In an interview with several European newspapers last month, Mr Macron linked Britain’s vote to leave the EU with the arrival of large numbers of workers from eastern Europe, and warned against leaders “having a cynical approach to the EU that only served as dispensing credit without respecting its values”.
His words provoked a swift backlash with Poland’s prime minister Beata Szydlo accusing him of “hostility”, and at a long-anticipated congress of Poland’s ruling Law and Justice party in the small town of Przysucha in central Poland on Saturday, Mateusz Morawiecki continued the theme.
“When President Macron says that he doesn’t want the EU to be like a supermarket, then I agree in 100 per cent. I also wouldn’t want the French banks, French supermarkets to be able to carry out economic activities here without barriers, and for our drivers, our carriers, our builders and consulting and IT companies, to be subjected to these restrictions and additional duties,” he said.

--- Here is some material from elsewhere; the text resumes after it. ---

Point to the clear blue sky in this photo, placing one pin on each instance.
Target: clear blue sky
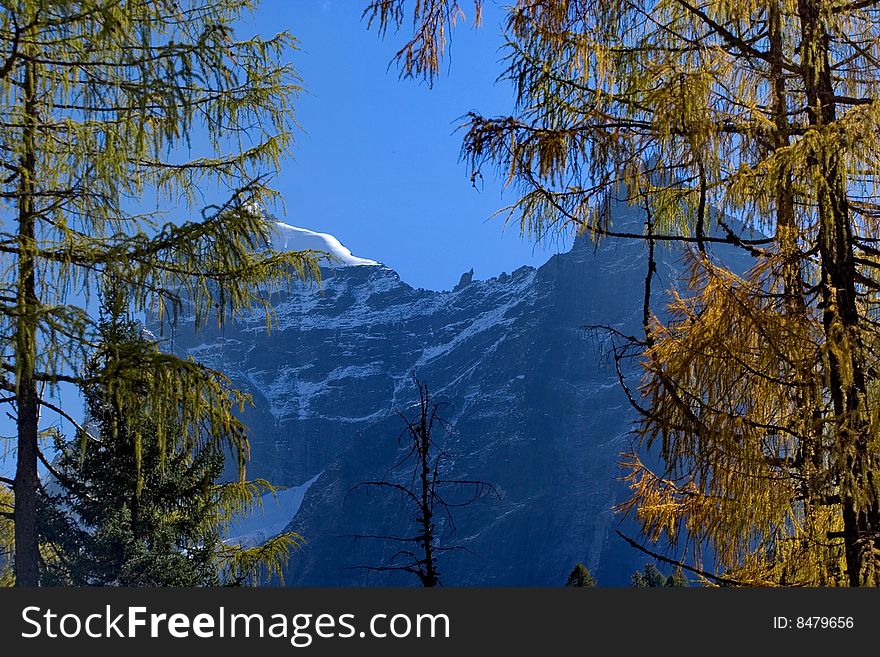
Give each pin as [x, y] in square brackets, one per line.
[377, 163]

“It’s true that there are many Polish drivers in the car parks of Paris or Amsterdam. But on the streets of Krakow, Koszalin or Suwałki, there are also many French supermarkets, Dutch banks or German media. We can willingly switch — but I don’t know if they would like to.”
EU governments are split along east-west lines on a number of issues, ranging from the relocation of refugees to the bloc’s rules governing the conditions under which workers can be “posted” from one member state to work temporarily in another.